(CNN) President Donald Trump slammed Arizona Republican Sen. Jeff Flake on Twitter on Sunday evening, calling his political career "toast" after he was caught on mic criticizing the President and Alabama Republican Senate candidate Roy Moore at an event on Friday.
Flake was hosting a town hall event at aerospace company GECO in Mesa, Arizona, and was fielding questions about the Republican tax reform plan and a possible 2020 run against Trump when the incident occurred.
After an hour of discussion, Flake stepped off the stage without removing the microphone on his lapel, which was still feeding to the TV cameras in the back of the room.
While speaking to Mesa Mayor John Giles, Flake said if the GOP becomes "the party of Roy Moore and Donald Trump, we are toast."
Trump hit back Sunday using the senator's own words, tweeting, "Sen. Jeff Flake(y)" will "be a NO on tax cuts because his political career anyway is 'toast.'"
Flake's office responded late Sunday to Trump's assertion that he would vote against the GOP tax bill.
"Senator Flake is still reviewing the tax reform bill on its merits," his spokesman, Jason Samuels, told CNN. "How he votes on it will have nothing to do with the President."
The latest dust-up between the two comes as Republicans try to hold onto every vote as they push to pass the GOP's tax plan. The House passed their version of the legislation along party lines last week. But the prospects for the measure are more unclear in the Senate, where Republicans hold a slim two-seat majority.
Wisconsin GOP Sen. Ron Johnson has said he opposes the current Senate version, but has said he wants to negotiate changes in order to support the bill, and a handful of other Republican senators -- including Flake and Susan Collins, of Maine -- have raised concerns.
Flake told CNN last month that he wasn't going to vote for just any tax bill if he thought it was fiscally irresponsible.
Collins said on CNN's "State of the Union" on Sunday that a repeal of the Obamacare individual mandate that senators have included in the bill should be removed. She added that she thought more could be done in the legislation to help those earning lower and middle incomes.
"It benefits people of all tax brackets, but what I want to do is to skew more of that relief to middle- and low-income families," Collins told anchor Jake Tapper.

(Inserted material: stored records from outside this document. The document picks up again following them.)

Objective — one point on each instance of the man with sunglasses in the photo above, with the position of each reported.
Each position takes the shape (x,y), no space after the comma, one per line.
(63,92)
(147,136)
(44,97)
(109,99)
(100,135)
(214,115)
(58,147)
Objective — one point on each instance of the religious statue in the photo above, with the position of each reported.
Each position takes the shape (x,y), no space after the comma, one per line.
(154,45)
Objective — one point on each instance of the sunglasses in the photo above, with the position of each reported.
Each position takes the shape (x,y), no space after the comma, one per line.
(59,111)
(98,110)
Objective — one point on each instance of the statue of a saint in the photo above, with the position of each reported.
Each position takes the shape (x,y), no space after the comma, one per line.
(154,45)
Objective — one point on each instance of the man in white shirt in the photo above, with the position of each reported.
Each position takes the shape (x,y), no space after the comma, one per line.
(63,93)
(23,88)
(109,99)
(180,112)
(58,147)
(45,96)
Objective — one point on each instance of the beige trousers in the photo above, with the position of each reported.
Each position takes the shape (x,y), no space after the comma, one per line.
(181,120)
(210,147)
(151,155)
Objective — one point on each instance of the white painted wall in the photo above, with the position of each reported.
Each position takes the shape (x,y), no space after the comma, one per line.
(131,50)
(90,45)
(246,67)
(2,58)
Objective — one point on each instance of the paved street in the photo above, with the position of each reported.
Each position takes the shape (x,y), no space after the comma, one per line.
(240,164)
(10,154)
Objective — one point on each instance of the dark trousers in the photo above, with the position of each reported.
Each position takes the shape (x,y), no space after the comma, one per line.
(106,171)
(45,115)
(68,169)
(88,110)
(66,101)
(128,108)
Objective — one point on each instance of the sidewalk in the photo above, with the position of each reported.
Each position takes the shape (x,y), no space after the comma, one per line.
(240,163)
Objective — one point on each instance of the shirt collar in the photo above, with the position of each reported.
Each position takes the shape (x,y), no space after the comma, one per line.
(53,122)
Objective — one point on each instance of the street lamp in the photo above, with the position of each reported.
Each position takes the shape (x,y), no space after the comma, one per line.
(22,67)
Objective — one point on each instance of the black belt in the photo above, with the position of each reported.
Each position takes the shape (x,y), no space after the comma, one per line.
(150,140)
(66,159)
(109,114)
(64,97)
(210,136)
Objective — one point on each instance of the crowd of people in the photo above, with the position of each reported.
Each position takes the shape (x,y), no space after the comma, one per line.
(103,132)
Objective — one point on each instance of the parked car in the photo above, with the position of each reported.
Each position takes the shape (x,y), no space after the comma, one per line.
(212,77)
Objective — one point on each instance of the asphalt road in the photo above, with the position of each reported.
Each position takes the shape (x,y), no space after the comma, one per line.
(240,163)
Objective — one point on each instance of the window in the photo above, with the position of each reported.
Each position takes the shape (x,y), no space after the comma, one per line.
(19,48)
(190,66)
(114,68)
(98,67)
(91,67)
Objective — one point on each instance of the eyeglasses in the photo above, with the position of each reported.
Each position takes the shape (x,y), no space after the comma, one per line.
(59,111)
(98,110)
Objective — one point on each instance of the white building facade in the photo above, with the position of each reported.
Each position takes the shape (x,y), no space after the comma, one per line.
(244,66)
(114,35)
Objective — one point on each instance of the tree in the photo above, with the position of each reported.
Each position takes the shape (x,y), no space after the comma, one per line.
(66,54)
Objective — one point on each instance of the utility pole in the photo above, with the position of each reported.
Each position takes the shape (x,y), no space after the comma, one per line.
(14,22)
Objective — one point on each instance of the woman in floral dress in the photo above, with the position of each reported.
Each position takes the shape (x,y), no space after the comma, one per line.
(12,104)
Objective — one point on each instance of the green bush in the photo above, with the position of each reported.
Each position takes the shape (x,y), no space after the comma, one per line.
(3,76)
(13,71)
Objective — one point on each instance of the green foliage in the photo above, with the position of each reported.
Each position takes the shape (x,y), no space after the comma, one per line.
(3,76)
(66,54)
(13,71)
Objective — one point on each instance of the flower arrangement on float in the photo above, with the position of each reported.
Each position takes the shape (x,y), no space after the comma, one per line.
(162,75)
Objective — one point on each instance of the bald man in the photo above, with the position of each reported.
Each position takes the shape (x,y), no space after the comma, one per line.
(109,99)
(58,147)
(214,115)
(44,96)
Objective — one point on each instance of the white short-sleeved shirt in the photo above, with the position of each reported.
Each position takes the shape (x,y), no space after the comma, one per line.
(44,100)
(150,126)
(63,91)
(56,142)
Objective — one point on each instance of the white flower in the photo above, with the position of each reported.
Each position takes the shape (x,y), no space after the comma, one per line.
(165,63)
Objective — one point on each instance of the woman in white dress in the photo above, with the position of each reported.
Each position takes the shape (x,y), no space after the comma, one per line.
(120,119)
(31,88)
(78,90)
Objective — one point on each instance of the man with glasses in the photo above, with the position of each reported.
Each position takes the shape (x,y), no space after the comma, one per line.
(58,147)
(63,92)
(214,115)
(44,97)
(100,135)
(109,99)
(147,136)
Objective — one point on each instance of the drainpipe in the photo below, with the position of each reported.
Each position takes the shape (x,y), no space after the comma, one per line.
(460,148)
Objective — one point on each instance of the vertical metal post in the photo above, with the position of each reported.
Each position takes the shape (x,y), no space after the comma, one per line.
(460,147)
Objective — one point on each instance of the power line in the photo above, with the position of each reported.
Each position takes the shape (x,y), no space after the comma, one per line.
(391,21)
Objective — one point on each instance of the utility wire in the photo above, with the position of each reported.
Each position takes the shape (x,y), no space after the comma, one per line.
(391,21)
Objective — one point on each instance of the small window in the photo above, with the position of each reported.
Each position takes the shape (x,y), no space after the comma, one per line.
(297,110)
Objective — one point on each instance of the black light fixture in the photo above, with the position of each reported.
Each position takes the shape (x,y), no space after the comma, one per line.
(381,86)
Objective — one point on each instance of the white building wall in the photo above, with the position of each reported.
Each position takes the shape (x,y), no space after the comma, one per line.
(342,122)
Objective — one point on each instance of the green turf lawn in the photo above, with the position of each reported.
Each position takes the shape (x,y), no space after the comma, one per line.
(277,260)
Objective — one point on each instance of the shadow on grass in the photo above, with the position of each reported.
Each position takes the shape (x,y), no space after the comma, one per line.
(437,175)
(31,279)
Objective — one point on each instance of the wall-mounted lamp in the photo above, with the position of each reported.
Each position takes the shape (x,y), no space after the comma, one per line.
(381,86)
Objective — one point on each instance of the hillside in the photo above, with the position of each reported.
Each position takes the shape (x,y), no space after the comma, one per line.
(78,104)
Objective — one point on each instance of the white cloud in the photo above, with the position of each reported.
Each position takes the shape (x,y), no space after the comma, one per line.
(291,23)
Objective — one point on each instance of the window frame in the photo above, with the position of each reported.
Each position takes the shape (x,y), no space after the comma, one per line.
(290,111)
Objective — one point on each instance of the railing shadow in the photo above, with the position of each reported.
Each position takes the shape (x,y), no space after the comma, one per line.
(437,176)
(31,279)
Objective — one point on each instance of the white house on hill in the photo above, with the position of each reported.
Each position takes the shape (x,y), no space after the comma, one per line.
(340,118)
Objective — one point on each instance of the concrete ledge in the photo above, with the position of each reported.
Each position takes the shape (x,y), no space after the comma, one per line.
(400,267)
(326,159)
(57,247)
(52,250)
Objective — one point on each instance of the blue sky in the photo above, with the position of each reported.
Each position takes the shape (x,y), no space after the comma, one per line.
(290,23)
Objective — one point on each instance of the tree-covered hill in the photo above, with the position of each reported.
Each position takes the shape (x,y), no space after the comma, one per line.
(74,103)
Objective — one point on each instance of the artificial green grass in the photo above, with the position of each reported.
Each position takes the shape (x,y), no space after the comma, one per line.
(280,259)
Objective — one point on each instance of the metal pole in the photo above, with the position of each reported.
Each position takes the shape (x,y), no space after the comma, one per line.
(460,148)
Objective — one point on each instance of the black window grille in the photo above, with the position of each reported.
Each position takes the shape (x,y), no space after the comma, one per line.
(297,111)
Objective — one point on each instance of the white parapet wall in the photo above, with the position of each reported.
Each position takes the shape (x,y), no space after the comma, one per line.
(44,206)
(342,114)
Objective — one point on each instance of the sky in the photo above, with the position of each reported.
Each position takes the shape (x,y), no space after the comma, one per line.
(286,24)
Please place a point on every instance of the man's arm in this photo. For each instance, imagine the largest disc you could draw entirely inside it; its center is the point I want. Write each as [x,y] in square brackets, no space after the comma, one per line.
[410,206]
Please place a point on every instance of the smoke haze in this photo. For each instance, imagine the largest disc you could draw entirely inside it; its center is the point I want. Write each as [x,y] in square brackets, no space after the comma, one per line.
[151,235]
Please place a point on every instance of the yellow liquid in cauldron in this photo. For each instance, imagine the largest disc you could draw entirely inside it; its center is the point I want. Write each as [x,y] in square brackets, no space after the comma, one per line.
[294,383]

Republican leaders have vowed to get a tax bill to the President's desk by the end of the year.
Flake was critical of Trump during the 2016 campaign and has clashed with the President regularly over the past year, criticisms he wrote about in his book, "Conscience of a Conservative."
The senator announced last month that he would not run for reelection next year, delivering a blistering speech on the Senate floor that bemoaned the "coarsening" tenor of politics in the United States.
In the speech, Flake denounced the "complicity" of his own party in what he called an "alarming and dangerous state of affairs" under Trump, blaming the President for setting the tone. In his speech, Flake assailed a "flagrant disregard for truth or decency" and attacked a "regular and casual undermining of our democratic norms."
Flake's political fortunes suffered as a result of his long-running feud with Trump. Private polls conducted by Republican and Democratic groups in Arizona, sources with those groups said, showed him on track to lose badly in next August's Republican primary to challenger Kelli Ward.